Not my computer... me! Last winter I contracted a viral infection that caused me problems for months afterwards. It's called "pitiriasis rosea" and it gives you a skin condition like a very bad sunburn. It makes it uncomfortable to wear clothes or lay on a bed. It wasn't until March that I finally got rid of it, and then afterwards for several months I had Epstein-Barre-like symptoms. It's only been since July that I've really been myself again. That's why no posts in so long -- it was all I could do to go to work and do basic personal maintenance, and my synths went untouched for several months. But I'm getting back to it now.
As you can see, the format of Sequence 15 has changed drastically. It was time for that green to go, and the old template was not working well with the latest Blogger software and had developed a lot of formatting bugs, which required a lot of hand-editing of the HTML for every post. Plus, I never really liked how much screen real estate that template wasted. I'm still tweaking on this template, so don't be surprised to see more changes over the next few weeks.

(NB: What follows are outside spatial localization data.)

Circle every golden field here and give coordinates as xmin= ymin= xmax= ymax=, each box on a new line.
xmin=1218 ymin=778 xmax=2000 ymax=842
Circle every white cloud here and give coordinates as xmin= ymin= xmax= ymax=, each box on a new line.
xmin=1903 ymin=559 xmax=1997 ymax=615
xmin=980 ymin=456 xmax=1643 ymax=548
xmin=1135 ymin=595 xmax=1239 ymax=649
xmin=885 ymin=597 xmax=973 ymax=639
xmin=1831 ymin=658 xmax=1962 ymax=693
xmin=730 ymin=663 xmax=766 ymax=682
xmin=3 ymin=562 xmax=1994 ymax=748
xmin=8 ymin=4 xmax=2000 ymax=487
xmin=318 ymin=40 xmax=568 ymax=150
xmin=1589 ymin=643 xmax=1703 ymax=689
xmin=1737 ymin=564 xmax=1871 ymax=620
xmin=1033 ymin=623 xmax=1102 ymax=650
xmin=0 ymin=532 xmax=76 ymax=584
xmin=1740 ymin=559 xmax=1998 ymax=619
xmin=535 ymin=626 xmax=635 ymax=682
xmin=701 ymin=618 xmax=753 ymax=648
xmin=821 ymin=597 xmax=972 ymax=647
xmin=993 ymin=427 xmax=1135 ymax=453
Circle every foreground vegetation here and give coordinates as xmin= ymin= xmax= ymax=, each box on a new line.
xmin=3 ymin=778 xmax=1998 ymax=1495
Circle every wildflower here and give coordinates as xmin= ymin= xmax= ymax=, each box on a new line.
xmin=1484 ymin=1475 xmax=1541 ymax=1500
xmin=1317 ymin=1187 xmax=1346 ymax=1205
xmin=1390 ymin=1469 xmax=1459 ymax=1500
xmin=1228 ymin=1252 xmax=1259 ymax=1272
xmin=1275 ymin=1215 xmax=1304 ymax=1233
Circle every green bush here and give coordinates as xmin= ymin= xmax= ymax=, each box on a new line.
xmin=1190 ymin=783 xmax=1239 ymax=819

I'm noticing that several of the modular manufacturers are asking customers to fund development of new modules, via the placing of deposits or through Kickstarter. There's been a certain amount of resistance to this; customers are leery of long delivery times and seeing their money tied up in modules that they have not received. However, the economy is bad and I understand the manufacturers not being able to take the risk of designing and producing a module that doesn't sell. The Great Modular Revival has now been ongoing for nearly 15 years; users are getting more sophisticated and are asking for more complex and capable modules that require more up-front money for design and manufacturing setup. And as this occurs, surface mount is becoming more popular in the modular world, which more or less eliminates the one guy slaving over his workbench cranking out modules via hand inserting and soldering; to go big time surface mount takes the facilities of a real assembly line with pick-and-place robots and reflow equipment. The one-man-shop can contract for that service, but it takes a minimum order and setup money up front. So let's have some patience with the designers and manufacturers who have been cranking out some great module designs. On the other hand, the days when customers could be expected to pay up front and then wait two years for their order has passed. Some of the culprits are realizing that they can't work this way anymore and are changing the way they operate, for the better. The others (and they know who they are) will probably find themselves out of business before too much longer.